Irina ist Mutter von drei mittlerweile erwachsenen Söhnen. Vor einem Monat hat sich Volodja aus dem Fenster gestürzt. Es ist derselbe Ort, an dem vor vier Jahren der älteste Bruder in den Tod sprang. Irina ist äußerlich nichts anzumerken. Russlands starke Frauen lassen sich nicht brechen… scheint es. Dann verliert sie bei unserer Begegnung die Fassung und weint bittere Tränen. Ich fühle meine Ohnmacht. Hier gibt es keinen Trost. Und doch scheinen ihr meine mit ihr geweinten Tränen neue  Kraft zu geben. 



Als ich 1991 nach Russland kam, waren wir überzeugt, dass das Land seinen Tiefpunkt erreicht hatte. Nun konnte es nur noch aufwärts gehen. Doch auch 2015 scheint die Talsohle längst nicht überwunden zu sein. Gesundheitssystem, Renten- und Altersversorgung liegen im Argen. Die vielen Armen werden stets ärmer und die wenigen Reichen immer reicher. Ein junger Taxifahrer ist jedoch überzeugt: „Nie ging es uns so gut wie heute. Die Welt hat Angst vor Russland. Putin lässt die Welt erzittern.“ Dies ist in der Tat die Botschaft in Presse und Fernsehen. 







Dynamik von innen



Im Gespräch mit meinen Freunden Boris und Anatoli wird eine andere Haltung deutlich. Nicht jeder denkt wie der Taxichauffeur: „Unserem Land geht es schlecht. Das Geld reicht zum Leben nicht aus. Der Staat sei an allem schuld, wiederholen unsere Kollegen ständig. Wir versuchen, einen Gegenpol zu den negativen Stimmen zu setzen. Ja, wir arbeiten viel und verdienen wenig, aber wir haben Arbeit und bekommen Geld. Das kann heute nicht jeder sagen. Wir erzählen unsere positiven Erfahrungen, die alle mit dem Glauben an Gott zu tun haben, und versuchen, persönliche Kontakte aufzubauen, die über das Arbeitsverhältnis hinausgehen.“ Mit einigen Kollegen hat sich die Situation entspannt. 



Auch Marina und Irina erzählen später, dass sie bei aller Tragik und Ausweglosigkeit den Mut nicht verlieren. Der Kontakt mit Menschen, die versuchen, mit ihnen konkret nach dem Evangelium zu leben, stärkt sie immer wieder aufs Neue. Beide sagen: „Wir verdanken unsere Kraft unserem gemeinsam gelebten Glauben. Wir teilen unsere materiellen Dinge, aber auch geistlich stützen wir uns gegenseitig. Manchmal fühlen wir uns wie die ersten Christen, von denen gesagt wurde: Seht, wie sie einander lieben.“







Das Geschenk



An einem meiner letzten Tage in Moskau gehe ich in die Gemäldegalerie „Tretjakovskaia“. Beim Anblick der Bilder fühle ich die Kraft dieses Volkes. Ich entdecke Gewalt und Aggression, aber auch Zärtlichkeit und eine hohe Sensibilität für das Schöne, das Göttliche.

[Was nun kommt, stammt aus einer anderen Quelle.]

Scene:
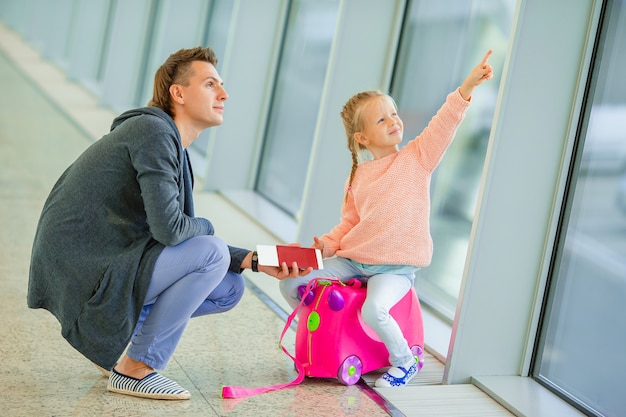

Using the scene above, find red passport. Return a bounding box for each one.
[256,245,324,269]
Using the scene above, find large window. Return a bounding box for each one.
[534,0,626,416]
[391,0,515,321]
[256,0,339,217]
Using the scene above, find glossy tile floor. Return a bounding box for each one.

Und dies ist das Geschenk, das Russland mir heute wieder macht. Im Kontakt mit dem Land und seinen Bewohnern will Gott mir etwas sagen. Ich habe Ihn in einer kleinen Gruppe von Christen gefunden. Das „Wo zwei oder drei in meinem Namen versammelt sind, da bin ich mitten unter ihnen“ (Mt 18,20) hat sich hier inkarniert. Und dieses Zeugnis Seiner Gegenwart nehme ich in meinem Herzen mit in mein Leben „nach Russland“.